Grand Rapids, MI (PRWEB) September 29, 2006
You may never have heard of Jack Fox, but you’ve probably heard his voice. Every day, hundreds of thousands of air travelers hear this former radio announcer warn them of the dangers of leaving unattended baggage or the risks of coming to the end of a moving walkway. More than 100 airports around the world benefit from his rich tones and smooth delivery.
But if you are blind, Jack Fox is much more than just a great voice to listen to. He is your window to the world. Since 1978, through his work with the American Printing House for the Blind, Jack has translated over 600 books and numerous magazines from print into highly listenable audiotapes. Through a program of the Library of Congress, blind people from around the country can check out a large selection of books and publications on tape and now CD. Jack says when he attends conventions for the blind, he is practically mobbed like a movie star. “It is very gratifying and very humbling,” he says with that gentle, sincere voice.

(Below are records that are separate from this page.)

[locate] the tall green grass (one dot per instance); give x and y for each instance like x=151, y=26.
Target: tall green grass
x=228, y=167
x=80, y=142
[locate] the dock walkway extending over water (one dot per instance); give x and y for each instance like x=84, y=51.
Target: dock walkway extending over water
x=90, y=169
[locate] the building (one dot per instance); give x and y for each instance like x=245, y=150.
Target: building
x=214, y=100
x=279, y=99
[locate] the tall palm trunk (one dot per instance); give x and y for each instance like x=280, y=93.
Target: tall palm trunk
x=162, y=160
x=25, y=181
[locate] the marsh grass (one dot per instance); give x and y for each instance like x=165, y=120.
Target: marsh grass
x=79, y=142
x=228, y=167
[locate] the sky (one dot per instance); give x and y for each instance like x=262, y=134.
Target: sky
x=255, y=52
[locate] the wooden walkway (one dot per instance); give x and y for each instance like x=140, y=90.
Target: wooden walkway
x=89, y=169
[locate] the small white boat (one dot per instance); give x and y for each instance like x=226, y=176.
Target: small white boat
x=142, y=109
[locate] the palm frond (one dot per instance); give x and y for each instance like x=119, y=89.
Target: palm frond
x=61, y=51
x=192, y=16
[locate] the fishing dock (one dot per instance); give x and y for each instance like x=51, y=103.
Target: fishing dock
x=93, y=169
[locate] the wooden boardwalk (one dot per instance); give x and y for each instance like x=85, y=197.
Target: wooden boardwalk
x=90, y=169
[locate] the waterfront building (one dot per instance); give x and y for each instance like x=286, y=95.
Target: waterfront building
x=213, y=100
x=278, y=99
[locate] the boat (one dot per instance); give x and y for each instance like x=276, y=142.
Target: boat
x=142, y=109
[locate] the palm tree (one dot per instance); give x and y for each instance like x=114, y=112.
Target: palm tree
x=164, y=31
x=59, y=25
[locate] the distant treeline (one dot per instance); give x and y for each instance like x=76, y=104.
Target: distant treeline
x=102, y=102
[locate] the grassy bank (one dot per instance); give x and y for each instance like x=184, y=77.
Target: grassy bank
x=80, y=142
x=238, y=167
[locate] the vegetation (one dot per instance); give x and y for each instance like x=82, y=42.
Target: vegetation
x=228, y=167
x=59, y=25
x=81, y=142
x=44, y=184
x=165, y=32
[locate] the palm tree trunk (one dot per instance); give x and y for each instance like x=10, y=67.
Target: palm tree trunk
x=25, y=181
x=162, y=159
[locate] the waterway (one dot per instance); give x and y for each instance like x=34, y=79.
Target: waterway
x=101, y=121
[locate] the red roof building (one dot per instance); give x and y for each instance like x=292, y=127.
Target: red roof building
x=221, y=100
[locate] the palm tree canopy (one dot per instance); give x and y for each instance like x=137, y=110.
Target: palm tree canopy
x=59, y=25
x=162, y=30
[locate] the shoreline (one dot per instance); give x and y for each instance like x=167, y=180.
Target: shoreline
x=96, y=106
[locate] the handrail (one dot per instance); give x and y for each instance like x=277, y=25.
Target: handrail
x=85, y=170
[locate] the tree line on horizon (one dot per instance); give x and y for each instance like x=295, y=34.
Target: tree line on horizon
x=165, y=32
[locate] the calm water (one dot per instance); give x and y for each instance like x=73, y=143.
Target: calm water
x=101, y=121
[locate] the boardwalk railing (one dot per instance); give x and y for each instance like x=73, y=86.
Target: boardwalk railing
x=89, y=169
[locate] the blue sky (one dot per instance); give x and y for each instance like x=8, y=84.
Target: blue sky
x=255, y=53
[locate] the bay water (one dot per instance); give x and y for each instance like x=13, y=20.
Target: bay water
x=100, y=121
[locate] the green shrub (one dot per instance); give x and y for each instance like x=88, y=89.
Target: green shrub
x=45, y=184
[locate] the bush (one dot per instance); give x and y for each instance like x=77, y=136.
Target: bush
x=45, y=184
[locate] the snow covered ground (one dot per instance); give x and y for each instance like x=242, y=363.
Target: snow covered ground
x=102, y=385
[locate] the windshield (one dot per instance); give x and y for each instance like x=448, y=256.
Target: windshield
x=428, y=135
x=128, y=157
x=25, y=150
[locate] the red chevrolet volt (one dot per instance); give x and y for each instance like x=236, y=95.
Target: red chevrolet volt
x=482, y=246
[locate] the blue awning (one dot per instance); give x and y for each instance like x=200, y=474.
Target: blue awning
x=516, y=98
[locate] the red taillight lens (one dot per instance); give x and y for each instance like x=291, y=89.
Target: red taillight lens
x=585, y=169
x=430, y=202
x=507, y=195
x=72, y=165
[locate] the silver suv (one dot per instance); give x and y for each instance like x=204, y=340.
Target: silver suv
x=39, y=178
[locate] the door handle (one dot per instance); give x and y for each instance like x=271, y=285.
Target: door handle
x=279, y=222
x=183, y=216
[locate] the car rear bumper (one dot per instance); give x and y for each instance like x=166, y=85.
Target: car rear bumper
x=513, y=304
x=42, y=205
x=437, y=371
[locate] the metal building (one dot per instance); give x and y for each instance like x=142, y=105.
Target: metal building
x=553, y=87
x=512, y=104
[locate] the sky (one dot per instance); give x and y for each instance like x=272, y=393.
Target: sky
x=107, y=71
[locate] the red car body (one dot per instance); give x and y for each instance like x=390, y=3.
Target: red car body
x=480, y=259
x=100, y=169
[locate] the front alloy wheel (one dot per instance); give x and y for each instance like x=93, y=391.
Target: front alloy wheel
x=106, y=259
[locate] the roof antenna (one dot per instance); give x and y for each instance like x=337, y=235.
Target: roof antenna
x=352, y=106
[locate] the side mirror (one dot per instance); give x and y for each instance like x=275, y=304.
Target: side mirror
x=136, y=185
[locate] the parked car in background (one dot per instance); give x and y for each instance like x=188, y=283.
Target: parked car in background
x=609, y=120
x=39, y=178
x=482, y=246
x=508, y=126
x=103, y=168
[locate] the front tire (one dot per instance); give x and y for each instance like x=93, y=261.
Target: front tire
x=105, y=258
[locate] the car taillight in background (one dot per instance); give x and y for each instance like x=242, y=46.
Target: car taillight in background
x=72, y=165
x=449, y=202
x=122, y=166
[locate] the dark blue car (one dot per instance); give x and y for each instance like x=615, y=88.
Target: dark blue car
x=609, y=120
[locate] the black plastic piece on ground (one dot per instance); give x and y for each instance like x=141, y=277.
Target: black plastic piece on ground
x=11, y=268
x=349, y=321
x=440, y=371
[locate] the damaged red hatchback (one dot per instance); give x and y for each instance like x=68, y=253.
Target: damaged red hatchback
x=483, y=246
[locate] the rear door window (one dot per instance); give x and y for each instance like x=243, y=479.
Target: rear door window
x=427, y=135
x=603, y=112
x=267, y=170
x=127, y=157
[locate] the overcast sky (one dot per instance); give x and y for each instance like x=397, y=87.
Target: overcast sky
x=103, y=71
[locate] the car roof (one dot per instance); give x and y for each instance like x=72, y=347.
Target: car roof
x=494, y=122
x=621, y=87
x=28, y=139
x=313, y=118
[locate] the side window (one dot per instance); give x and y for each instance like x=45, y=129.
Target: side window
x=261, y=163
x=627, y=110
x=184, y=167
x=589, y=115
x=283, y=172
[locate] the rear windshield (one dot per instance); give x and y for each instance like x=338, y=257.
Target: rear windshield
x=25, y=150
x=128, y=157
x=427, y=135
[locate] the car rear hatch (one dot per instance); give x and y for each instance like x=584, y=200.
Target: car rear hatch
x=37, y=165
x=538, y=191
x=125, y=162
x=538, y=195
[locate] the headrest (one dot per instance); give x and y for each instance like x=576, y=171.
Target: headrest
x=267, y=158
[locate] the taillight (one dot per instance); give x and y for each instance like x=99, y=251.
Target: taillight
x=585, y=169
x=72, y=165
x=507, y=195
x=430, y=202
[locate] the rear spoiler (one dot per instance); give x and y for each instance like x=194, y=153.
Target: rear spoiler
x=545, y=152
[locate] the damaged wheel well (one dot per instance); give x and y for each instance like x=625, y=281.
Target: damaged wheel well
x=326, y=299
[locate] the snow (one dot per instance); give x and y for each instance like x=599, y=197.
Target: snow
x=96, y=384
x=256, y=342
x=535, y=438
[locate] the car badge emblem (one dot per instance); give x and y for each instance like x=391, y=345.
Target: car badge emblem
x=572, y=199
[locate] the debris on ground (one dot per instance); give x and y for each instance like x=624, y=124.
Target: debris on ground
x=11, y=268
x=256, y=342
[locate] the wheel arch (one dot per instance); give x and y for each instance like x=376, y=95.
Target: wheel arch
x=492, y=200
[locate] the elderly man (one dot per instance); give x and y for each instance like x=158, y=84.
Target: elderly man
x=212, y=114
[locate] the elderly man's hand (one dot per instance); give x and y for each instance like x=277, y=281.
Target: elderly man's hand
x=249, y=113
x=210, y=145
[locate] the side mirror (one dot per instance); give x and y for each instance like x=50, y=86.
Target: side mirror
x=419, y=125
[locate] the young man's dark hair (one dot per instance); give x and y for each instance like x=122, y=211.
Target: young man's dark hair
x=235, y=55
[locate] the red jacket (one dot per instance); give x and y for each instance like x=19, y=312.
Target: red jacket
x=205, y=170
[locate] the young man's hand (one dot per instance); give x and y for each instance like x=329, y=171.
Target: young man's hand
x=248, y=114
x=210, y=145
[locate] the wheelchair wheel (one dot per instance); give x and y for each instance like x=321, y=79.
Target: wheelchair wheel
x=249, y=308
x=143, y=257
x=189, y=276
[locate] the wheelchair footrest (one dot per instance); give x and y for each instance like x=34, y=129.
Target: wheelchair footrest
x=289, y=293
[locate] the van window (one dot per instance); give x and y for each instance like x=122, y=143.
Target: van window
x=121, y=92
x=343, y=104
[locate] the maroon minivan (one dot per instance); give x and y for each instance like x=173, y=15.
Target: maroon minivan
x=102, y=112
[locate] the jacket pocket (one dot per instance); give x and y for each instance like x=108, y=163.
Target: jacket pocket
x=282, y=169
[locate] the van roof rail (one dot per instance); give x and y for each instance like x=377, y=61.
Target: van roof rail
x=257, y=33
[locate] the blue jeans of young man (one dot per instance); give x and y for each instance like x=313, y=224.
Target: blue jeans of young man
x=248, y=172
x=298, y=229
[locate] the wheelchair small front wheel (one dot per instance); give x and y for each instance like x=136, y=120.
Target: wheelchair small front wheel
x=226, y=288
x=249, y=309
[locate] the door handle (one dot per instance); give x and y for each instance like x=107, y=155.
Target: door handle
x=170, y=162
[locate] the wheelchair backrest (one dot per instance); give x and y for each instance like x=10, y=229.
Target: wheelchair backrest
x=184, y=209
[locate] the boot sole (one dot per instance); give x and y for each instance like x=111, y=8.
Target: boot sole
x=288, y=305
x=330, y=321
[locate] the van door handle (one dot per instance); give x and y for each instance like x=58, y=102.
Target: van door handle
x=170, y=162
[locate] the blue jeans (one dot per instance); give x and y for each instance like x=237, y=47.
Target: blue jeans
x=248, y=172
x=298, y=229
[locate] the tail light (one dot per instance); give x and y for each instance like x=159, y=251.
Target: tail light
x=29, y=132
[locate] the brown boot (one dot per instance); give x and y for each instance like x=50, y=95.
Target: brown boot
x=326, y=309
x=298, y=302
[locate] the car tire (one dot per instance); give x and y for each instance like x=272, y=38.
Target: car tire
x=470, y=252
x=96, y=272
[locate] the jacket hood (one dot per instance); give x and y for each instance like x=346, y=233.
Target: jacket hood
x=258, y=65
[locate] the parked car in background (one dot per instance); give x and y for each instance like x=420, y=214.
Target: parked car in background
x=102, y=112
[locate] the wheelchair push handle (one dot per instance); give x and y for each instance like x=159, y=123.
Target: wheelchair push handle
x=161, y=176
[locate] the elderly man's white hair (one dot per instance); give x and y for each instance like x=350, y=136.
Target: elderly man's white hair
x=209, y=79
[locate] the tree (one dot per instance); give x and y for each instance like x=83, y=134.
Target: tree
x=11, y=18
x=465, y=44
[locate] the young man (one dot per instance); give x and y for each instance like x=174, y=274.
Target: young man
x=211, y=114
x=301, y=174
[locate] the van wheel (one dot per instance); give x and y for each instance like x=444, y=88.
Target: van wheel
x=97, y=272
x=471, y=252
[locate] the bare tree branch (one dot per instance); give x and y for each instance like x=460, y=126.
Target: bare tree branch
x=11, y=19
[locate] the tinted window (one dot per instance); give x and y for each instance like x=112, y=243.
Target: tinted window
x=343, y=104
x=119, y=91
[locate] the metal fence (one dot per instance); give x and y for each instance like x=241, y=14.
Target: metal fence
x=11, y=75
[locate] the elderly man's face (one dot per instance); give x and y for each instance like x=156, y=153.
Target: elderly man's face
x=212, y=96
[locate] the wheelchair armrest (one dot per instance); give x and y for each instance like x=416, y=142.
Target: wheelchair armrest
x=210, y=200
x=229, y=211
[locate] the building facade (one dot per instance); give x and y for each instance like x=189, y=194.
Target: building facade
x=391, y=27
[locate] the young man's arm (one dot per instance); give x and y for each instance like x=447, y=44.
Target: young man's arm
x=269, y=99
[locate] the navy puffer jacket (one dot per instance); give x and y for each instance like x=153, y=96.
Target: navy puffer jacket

A resident of Louisville, Kentucky, Fox’s voice is well known to the residents of this city, as he was a radio personality at WHAS for nearly 30 years. He retired from his radio job in 1994 because he was uncomfortable with the “in-your-face” radio talk style that was emerging, and because he had found a way to provide income for his family that also provided the freedom his day-job couldn’t provide. Jack had become an Independent Business Owner (IBO), active in the Amway business opportunity in the early '90s, and he loved it. It not only provided him the income and freedom he was looking for, it was an intensely people-focused business.
Both Jack and his wife, who is a registered nurse, became involved. “We were attracted to the people side of the business,” said Jack. “We became involved because it offered the freedom to work in my terms, but what we really enjoyed were the people.” Jack’s wife also gained a much stronger interest and knowledge about nutrition and health through the business, so much so that she is now starting a private practice in nutrition and health consulting.
Even though the Amway business was providing the opportunity and freedom Jack needed to retire from his radio career, he says that things really kicked in when Amway evolved into Quixtar in 1999, and became a Web-centered business. “We really picked it up when it went to the Web,” he said. “Helping people, through the streamlining of the business with the Internet, was very enjoyable.”
The theme of teamwork and helping people keeps coming through in Jack’s conversation. He credits the leader of MarkerMan Productions, IBO Jody Victor, for mentoring him and providing a model for team development. “Things really started when we met Jody,” Jack said. “The focus on building a team plugged us into a bigger picture.” Jack also appreciates the values of the leaders of this business. “It’s nice to know that many of the principles we believe in are practiced in this business.”
Jack Fox is obviously enthusiastic about both his ongoing work as a voice talent and his career as an IBO. His daughter, Jill, is also a successful voice-over artist, and the two are marketing their services together nationally. Jack and Jill Fox sounds like a team that can climb any hill together, just like the team that Jack is proud to be a part of through Quixtar and MarkerMan Productions.